Re test result, it's because a self test has never been run on the UPS, the UPS "forgetting" the self test results, or an error in the driver.
Yes, this is the config for the NUT server that complains that the upsmon process had dies. My two pfsense boxes are both servers.
Ok. The ups does a self-test every time it is turned on from an off state, right? Doesn't that count?
-
@kevindd992002 said in NUT package:
Re test result, it's because a self test has never been run on the UPS, the UPS "forgetting" the self test results, or an error in the driver.
Ok. The ups does a self-test every time it is turned on from an off state, right? Doesn't that count?
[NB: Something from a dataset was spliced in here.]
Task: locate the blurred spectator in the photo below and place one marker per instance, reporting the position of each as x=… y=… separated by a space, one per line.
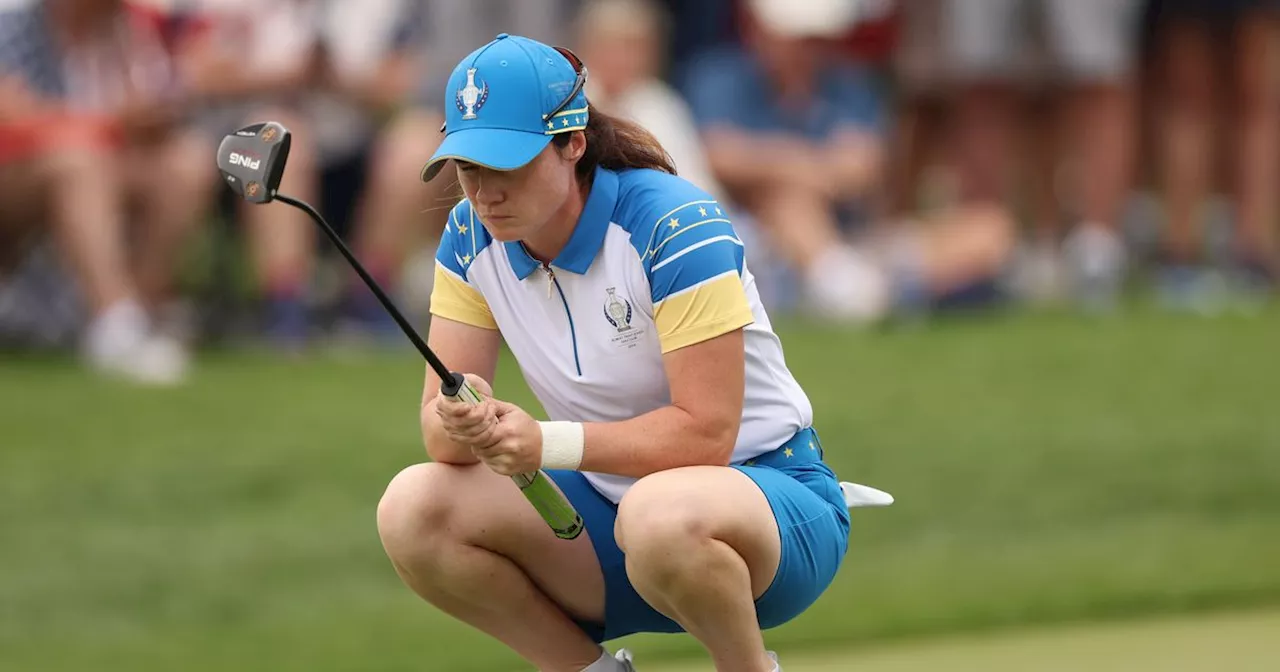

This is at the edge of my knowledge regarding APC. I had APC units many years ago, but moved away many years ago... Most UPSs do a quick transfer test on start up, but whether or not this is considered a full self test, or if the result is stored, will vary from UPS to UPS. The UPS units I currently use do not perform a full self test on power up and will not report any test results until a test is explicitly run.
-
@dennypage said in NUT package:
@kevindd992002 said in NUT package:
@dennypage
Also, I'm getting this on my other pfsense box:upsmon parent process died - shutdown impossible
But when I check the NUT (UPS monitoring daemon) service, it is up and running. If you restart pfsense, is this message normal and will it be sent by pfsense as soon as it boots up?
Yes, this is a problem. Please post your UPS config for that pfSense box.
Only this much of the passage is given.